ExCALIBUR HES Exploring Coarse Grained Reconfigurable Architectures (CGRAs)

Lead Research Organisation: University of Edinburgh
Department Name: Edinburgh Parallel Computing Centre

Abstract

In 2018, the Exascale Computing ALgorithms & Infrastructures for the Benefit of UK Research (ExCALIBUR) programme was proposed by the Met Office, CCFE and EPSRC (on behalf of UKRI). The goal of ExCALIBUR is to redesign high priority computer codes and algorithms, keeping UK research and development at the forefront of high-performance simulation science. The challenge spans many disciplines and as such the programme of research will be delivered through a partnership between the Met Office and UKRI Research Councils. Research software engineers and scientists will work together to future proof the UK against the fast-moving changes in supercomputer designs. This combined scientific expertise will push the boundaries of science across a wide range of fields delivering transformational change at the cutting-edge of scientific supercomputing. DiRAC proposed the inclusion in the ExCALIBUR business case of a request for £4.5M in capital funding over 4.5 years to develop a hardware fore-sighting programme. Industry co-funding for the programme will be sought where possible.

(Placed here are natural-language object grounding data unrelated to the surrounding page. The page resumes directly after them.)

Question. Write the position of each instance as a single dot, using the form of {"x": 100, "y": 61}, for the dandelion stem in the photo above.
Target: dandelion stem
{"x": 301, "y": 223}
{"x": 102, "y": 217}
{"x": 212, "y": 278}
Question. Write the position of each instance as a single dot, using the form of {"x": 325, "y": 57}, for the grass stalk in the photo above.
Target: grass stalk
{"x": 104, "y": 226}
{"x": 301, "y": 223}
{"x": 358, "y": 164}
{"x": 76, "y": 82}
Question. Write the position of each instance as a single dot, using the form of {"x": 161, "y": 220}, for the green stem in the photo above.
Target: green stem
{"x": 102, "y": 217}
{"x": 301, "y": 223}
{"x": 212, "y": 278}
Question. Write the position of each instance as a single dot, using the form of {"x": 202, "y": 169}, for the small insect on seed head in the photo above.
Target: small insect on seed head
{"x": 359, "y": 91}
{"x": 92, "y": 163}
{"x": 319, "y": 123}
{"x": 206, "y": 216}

The £4.5m capital is intended to provide a testbed area that uses pre-commercial equipment for software prototyping and development. It has two main purposes: (1) to enable the software community to be ready to use commercial products effectively as soon as they come on to the market; and (2) to provide the UKRI HPC community with the ability to influence industry and the necessary knowledge to guide their purchase decisions. This will ensure that facilities and the future UK National e-Infrastructure are in a position to maximise value for money by getting the most powerful systems exactly suited to the communities' needs. This double-pronged approach will give UK researchers a competitive advantage internationally.

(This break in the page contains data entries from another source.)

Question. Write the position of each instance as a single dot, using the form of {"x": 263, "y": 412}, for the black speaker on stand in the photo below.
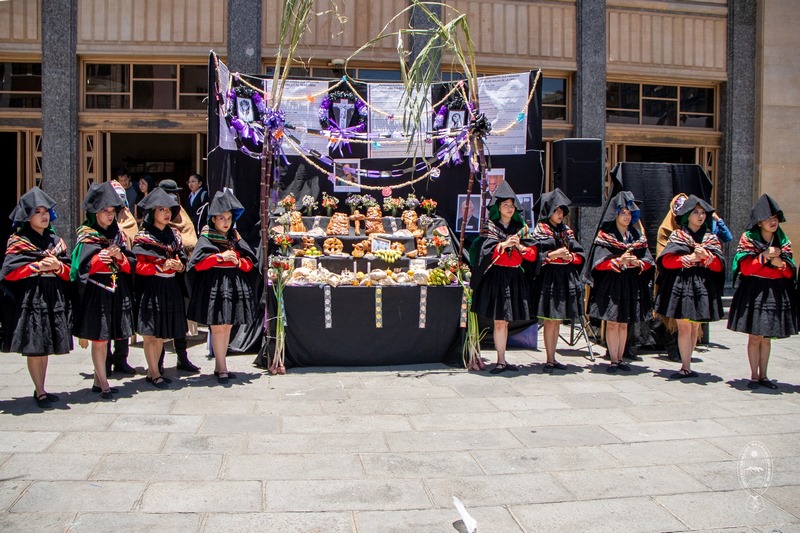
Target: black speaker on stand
{"x": 578, "y": 169}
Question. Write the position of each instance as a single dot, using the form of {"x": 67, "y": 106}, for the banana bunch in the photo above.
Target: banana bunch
{"x": 390, "y": 256}
{"x": 437, "y": 276}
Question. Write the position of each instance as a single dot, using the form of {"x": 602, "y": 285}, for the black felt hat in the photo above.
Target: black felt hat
{"x": 159, "y": 198}
{"x": 28, "y": 203}
{"x": 101, "y": 195}
{"x": 683, "y": 212}
{"x": 765, "y": 207}
{"x": 624, "y": 199}
{"x": 223, "y": 202}
{"x": 550, "y": 201}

ExCALIBUR will now establish a set of modest-sized, adaptable clusters dedicated solely to this purpose and embedded within established HPC environments. Although small, they need to be of a scale capable of carrying out meaningful performance studies. They are expected to be co-funded with industry partners and will initially require investments of £200k-£300k each, and will allow a range of future hardware to be assessed for its relevance to the delivery of UKRI science and innovation. The pre-commercial equipment will be refreshed and added to on a regular, likely to be annual, basis. This agile tactic is designed to take advantage of the different approaches across industry (some companies, e.g. NVidia tend to have a short (less than 3-month) pre-commercial window while for others this can be up to a year).

ExCALIBUR can use the hardware piloting systems to drive software innovation across the UKRI research community. Researchers are rightly reluctant to invest time in code development to take advantage of new hardware which may not be available at scale for several years or may even prove not to have longevity - scientific leadership demands that research funding is used to deliver science results now. In addition and DiRAC and others will offer funded RSE effort to support the development work combined with access to novel technologies within modest-sized systems, Excalibur can lower the bar for engaging with the process of software re-engineering and encourage researchers to make the necessary (modest) investments of their time. In some cases, there may also be the potential for some immediate science outputs by exploiting the proof-of-concept systems.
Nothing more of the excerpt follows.